Aus dem Englischen von Claudia Wenner. "Entweder/Oder" ist das Porträt einer sehr klugen Frau mit einer sehr komplizierten Gefühlswelt - und eine genauso geistreiche wie lustige Persiflage auf das Akademiker-Milieu. Es ist Selins zweites Jahr an der Harvard-Universität. Sie leidet unter Liebeskummer, möchte Schriftstellerin werden und nimmt seit Kurzem Antidepressiva. So weit, so normal. Doch Selins Problem mit dem Leben ist komplizierter: Sie neigt dazu, alles zu zerdenken, und steht sich dadurch ständig selbst im Weg. Ihr Versuch, sich die Welt über Bücher zu erklären - von Kierkegaard bis Nabokov -, um ja keinen Fuß in die Wirklichkeit setzen zu müssen, liefert Selin keine klaren Ergebnisse. Was ist das soziale Konzept einer Party, wie emanzipatorisch darf, will oder muss ich sein, und warum ist Sex eigentlich so erstrebenswert? Um ihre Fragen ans Leben zu beantworten, begibt sie sich - etwas verkrampft, aber durchaus risikobereit - mitten hinein und gerät dabei an so manchen düsteren Ort.

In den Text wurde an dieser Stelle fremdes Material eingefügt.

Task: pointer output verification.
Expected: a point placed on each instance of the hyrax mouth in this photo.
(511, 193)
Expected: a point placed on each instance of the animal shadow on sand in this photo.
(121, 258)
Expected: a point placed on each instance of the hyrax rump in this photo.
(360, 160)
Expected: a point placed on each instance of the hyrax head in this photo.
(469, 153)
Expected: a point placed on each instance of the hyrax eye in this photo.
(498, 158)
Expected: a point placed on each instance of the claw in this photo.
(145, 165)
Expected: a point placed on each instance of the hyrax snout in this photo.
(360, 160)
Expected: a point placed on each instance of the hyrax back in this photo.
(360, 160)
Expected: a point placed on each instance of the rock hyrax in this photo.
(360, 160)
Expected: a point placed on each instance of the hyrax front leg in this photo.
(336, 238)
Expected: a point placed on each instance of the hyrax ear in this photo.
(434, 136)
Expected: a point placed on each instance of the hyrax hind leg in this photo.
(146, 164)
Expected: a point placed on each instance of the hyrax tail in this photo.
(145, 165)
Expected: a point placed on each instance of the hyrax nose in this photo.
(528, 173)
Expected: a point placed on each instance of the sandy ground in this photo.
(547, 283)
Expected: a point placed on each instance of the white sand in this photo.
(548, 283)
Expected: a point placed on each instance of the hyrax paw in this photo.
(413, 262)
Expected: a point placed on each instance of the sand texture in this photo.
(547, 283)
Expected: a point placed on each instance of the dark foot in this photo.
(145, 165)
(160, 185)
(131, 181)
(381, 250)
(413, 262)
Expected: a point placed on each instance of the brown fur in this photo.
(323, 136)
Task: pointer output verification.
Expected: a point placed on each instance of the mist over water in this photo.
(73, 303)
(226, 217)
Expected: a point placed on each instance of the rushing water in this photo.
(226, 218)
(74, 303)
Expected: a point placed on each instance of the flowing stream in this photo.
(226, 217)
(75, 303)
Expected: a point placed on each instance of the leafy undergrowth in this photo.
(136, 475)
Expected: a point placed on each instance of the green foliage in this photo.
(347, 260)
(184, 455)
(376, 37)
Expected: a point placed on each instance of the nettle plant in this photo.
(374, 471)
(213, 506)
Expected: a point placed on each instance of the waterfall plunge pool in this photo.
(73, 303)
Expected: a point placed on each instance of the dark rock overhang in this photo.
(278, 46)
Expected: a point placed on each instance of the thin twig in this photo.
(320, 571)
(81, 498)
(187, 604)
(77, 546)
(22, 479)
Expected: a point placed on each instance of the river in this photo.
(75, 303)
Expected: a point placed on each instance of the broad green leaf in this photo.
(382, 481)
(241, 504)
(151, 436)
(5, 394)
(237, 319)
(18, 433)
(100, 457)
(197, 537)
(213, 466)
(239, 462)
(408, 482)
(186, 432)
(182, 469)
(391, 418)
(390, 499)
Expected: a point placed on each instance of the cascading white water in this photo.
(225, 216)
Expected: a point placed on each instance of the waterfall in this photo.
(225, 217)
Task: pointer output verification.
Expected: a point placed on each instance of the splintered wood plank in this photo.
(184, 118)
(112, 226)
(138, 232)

Rezensionsnotiz zu Frankfurter Allgemeine Zeitung, 26.10.2023

Rezensentin Christiane Pöhlmann hätte das Buch rückblickend am liebsten nach dem Klappentext beiseite gelegt. Denn mit dem Roman um die aus Batumans Vorgänger "Die Idiotin" bekannte Selin kann sie so gar nichts anfangen. Selins zweites Jahr als Harvard-Studentin steht, lernen wir, im Zeichen des Sex und der Liebe. Die Hauptfigur stürzt sich in eine Serie von Affären, deren Hintergrund laut Pöhlmann ein eher diffuses feministisches Programm bildet. Der Kritikerinleuchtet diese Selin schlicht nicht ein: Warum ist diese angeblich so kopflastige Frau so unbelesen, warum ist eine säkular erzogene junge Frau aus einer türkisch-amerikanischen Familie in sexuellen Dingen so naiv, dass sie sich Kusstipps aus der Weltliteratur holen muss? Der im Stil eines Tagebuchs geschriebene Roman arbeitet sich zwar an einer breiten Spannbreite an Themen ab, schließt Pöhlmann, insbesondere als Porträt seiner Hauptfigur jedoch findet sie ihn ernüchternd.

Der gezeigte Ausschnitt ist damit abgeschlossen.